Today, August 28th, This Day in Twilight Zone History wishes a happy birthday to actors Simon Oakland (born in 1915), and Nancy Kulp (born in 1921). Always a commanding presence – he was Steve McQueen’s boss in Bullitt - Oakland (who passed away in 1983, at the age of 68) starred in two episodes. In “The Rip Van Winkle Caper,” he’s part of a gang of thieves who participate in a gold train robbery, then go into hyper sleep for a hundred years, figuring that when they wake up, the heat will be off. The things people do! He also portrayed the U.S. destroyer skipper on patrol near modern day Guadalcanal who starts to pick up clanging sounds from a sunken U.S. submarine in “The Thirty-Fathom Grave.”
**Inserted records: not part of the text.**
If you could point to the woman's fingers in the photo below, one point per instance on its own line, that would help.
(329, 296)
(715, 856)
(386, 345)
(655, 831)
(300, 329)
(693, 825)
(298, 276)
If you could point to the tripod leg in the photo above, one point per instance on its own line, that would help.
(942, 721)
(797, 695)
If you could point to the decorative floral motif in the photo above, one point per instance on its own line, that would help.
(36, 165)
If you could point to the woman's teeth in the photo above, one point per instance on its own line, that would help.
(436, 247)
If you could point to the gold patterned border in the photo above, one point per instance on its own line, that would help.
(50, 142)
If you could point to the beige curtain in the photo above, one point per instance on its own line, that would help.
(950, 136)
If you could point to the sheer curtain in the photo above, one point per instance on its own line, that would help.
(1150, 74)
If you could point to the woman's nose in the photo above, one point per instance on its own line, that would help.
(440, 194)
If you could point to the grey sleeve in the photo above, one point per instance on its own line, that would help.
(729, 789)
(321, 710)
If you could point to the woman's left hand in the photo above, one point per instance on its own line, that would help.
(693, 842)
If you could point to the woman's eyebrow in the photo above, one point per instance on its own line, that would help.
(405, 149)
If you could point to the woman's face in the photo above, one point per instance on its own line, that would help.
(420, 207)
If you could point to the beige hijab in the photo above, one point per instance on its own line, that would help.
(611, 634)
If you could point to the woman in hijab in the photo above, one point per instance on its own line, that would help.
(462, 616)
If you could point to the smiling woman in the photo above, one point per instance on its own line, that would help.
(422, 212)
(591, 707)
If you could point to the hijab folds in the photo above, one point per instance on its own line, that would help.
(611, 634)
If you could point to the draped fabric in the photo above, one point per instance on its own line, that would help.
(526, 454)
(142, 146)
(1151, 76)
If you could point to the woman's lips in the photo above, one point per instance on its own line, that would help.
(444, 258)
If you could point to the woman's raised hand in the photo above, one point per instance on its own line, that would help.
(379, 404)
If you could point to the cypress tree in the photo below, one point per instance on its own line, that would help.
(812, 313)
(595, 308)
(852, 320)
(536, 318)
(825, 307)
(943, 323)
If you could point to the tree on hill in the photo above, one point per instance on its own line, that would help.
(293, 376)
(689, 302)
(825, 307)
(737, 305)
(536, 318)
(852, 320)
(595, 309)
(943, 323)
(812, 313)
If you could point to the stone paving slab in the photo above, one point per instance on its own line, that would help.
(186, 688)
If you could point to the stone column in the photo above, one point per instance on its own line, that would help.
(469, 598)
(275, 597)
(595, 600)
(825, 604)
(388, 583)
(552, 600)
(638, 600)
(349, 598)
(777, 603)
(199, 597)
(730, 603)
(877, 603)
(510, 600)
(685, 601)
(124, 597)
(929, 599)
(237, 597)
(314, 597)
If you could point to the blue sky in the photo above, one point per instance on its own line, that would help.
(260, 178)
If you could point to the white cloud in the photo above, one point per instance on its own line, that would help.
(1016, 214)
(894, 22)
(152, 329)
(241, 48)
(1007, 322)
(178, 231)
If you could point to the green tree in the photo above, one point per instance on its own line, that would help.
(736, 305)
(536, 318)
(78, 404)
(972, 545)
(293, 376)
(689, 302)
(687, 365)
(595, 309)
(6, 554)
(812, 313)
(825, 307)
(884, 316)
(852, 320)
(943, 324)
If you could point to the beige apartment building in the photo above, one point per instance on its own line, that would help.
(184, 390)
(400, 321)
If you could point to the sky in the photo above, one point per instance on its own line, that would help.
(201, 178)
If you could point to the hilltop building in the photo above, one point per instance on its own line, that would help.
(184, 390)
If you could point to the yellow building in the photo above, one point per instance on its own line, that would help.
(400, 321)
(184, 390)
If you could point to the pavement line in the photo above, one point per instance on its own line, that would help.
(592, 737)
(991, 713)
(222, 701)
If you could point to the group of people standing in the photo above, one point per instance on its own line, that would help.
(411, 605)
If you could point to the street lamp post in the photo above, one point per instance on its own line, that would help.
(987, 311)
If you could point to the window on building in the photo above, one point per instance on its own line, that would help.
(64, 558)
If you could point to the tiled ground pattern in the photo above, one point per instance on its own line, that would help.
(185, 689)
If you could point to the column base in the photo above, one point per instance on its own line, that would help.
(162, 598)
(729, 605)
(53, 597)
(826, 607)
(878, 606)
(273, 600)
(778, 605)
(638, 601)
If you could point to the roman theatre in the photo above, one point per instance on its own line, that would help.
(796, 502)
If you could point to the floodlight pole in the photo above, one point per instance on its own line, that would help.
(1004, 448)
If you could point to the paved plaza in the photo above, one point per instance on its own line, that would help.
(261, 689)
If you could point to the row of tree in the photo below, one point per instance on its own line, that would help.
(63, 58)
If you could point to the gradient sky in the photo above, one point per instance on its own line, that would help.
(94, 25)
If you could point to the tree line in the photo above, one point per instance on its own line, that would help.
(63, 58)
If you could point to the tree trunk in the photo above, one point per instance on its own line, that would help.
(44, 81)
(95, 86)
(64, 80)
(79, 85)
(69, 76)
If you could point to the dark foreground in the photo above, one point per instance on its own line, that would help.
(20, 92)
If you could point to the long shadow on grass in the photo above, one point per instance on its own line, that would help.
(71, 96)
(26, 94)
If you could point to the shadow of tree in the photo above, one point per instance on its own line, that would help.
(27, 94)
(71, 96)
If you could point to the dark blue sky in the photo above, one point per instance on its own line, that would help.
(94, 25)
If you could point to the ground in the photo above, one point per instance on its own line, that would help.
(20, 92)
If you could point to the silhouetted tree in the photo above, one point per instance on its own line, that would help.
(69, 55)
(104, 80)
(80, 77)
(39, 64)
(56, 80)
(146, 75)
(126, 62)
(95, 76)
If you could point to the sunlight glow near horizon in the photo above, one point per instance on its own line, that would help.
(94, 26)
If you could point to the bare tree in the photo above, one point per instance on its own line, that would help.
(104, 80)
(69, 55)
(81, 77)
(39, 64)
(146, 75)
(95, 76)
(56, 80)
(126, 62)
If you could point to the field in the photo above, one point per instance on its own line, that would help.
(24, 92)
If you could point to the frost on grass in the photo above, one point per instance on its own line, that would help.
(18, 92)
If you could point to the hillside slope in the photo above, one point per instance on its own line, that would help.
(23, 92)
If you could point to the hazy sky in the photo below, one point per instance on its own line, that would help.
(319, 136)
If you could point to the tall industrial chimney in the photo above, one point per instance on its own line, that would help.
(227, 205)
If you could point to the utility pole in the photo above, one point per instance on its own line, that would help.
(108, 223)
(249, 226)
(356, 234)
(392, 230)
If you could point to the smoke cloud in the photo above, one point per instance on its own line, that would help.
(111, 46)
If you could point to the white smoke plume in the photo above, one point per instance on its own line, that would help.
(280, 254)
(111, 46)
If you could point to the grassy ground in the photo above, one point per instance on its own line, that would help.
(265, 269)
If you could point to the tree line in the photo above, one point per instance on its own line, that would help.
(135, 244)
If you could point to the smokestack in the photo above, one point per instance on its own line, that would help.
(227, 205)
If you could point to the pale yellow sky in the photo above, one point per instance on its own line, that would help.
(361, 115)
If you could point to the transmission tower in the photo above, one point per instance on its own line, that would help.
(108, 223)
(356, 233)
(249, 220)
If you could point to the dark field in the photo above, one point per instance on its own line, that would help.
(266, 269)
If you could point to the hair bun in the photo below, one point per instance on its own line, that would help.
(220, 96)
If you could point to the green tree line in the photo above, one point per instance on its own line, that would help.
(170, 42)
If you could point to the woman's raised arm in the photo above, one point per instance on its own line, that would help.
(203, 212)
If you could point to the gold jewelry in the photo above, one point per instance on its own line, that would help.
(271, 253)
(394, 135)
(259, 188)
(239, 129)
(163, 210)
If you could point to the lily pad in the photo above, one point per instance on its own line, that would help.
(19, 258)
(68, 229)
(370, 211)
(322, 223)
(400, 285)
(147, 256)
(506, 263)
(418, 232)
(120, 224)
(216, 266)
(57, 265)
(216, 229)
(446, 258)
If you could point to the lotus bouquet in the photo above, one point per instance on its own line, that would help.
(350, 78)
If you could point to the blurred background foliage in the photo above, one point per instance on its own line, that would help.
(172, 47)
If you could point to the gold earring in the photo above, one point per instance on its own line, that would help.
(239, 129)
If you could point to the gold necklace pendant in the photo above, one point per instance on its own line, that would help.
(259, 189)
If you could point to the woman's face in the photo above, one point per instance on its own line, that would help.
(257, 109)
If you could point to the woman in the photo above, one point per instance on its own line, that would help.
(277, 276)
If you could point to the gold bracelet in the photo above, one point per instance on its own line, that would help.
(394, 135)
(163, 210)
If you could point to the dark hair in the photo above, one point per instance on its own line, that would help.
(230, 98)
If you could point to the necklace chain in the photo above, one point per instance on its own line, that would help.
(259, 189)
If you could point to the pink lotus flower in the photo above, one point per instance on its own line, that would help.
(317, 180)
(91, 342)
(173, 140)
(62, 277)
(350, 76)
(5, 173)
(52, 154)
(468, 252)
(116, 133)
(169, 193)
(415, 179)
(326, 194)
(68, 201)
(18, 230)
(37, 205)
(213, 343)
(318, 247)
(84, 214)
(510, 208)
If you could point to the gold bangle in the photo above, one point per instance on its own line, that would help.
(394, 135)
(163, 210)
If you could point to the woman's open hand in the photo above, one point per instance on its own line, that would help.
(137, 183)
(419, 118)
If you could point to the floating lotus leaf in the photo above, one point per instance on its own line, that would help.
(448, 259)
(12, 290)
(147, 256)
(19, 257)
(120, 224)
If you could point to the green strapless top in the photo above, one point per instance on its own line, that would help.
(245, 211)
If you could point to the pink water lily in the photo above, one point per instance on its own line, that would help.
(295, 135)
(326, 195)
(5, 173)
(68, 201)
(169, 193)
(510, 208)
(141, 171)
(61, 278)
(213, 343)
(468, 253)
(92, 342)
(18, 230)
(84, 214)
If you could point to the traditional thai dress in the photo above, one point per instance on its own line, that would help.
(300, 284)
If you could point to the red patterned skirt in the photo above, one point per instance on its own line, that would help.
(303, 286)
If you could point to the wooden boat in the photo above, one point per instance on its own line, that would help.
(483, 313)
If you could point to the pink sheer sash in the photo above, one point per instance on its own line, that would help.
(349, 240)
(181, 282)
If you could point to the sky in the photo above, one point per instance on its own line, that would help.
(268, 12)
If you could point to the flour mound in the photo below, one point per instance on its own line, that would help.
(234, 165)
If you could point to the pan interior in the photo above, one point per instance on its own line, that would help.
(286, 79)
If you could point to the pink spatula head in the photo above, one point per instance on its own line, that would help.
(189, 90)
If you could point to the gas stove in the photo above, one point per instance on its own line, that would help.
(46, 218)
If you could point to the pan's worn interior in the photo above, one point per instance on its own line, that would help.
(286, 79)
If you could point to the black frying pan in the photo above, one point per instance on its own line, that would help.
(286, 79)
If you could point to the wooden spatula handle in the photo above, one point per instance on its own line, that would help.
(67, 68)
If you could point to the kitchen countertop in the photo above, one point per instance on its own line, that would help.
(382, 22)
Nancy Kulp (who passed in 1991 at age 69) co-starred in “The Fugitive” as wicked Aunt Agnes Gann, who treats her disabled niece Jenny (Susan Gordon) like a fugitive from Cinderella (actually “The Fugitive” in this story is kindly Old Ben - J. Pat O’Malley - who just so happens to be from outer space). It was quite another side of Kulp, who will forever be remembered as Miss Jane Hathaway, the befuddled bank associate in The Beverly Hillbillies. The idea of getting actors to play against type was another hallmark of The Twilight Zone, a show that allowed some of America’s finest thespians to stretch their bounds to, indeed, another dimension.